A Polícia Federal encontrou na churrasqueira da casa do senador Ciro Nogueira (PP-PI), em Brasília, uma lista intitulada “Câmara” com primeiros nomes que os investigadores consideram possivelmente ligados a deputados e números que seriam, “provavelmente”, valores. Os papéis foram apreendidos em maio, durante a quinta fase da Operação Compliance Zero, que investiga o caso Banco Master. Com informações do g1.
A anotação trazia “Arthur, 40”, “Hugo, 10”, “Elmar, 10”, “Luizinho, 10”, “Adolfo, 10”, “Isnaldo, 10”, “Diego, 5”, “Altineu, 5” e “Netinho, 5”. A PF escreveu que os primeiros nomes poderiam corresponder, entre outros, a Arthur Lira (PP-AL), Hugo Motta (Republicanos-PB), Elmar Nascimento (União Brasil-BA), Doutor Luizinho (PP-RJ), Adolfo Viana (PSDB-BA) e Isnaldo Bulhões (MDB-AL). A corporação ressalvou que os números ao lado dos nomes “carecem de esclarecimento” e não definiu sua natureza ou unidade.

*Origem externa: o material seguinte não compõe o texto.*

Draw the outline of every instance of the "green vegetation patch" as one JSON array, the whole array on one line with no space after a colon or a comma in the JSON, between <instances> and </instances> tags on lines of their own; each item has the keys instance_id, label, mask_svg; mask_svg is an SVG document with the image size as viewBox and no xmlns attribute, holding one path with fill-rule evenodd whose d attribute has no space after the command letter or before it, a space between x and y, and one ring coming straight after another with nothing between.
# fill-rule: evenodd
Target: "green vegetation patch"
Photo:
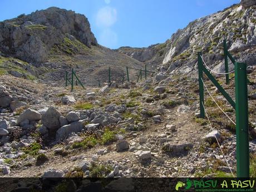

Os documentos estavam entre papéis que, segundo uma funcionária da residência, Ciro havia entregue para serem queimados sob a justificativa de que eram antigos ou não tinham serventia. A incineração não ocorreu porque, de acordo com o relato registrado pela PF, a funcionária não teve tempo. O documento policial não informa quando o senador teria dado essa orientação.

A apreensão ocorreu durante a mesma fase da Compliance Zero que colocou Ciro Nogueira sob investigação por suspeitas envolvendo o Banco Master. A PF apura se o senador recebeu vantagens de Daniel Vorcaro e pessoas ligadas ao banco em troca de atuação política. Entre os elementos investigados estão pagamentos mensais, viagens e a chamada “Emenda Master”, que buscava ampliar a cobertura do Fundo Garantidor de Crédito.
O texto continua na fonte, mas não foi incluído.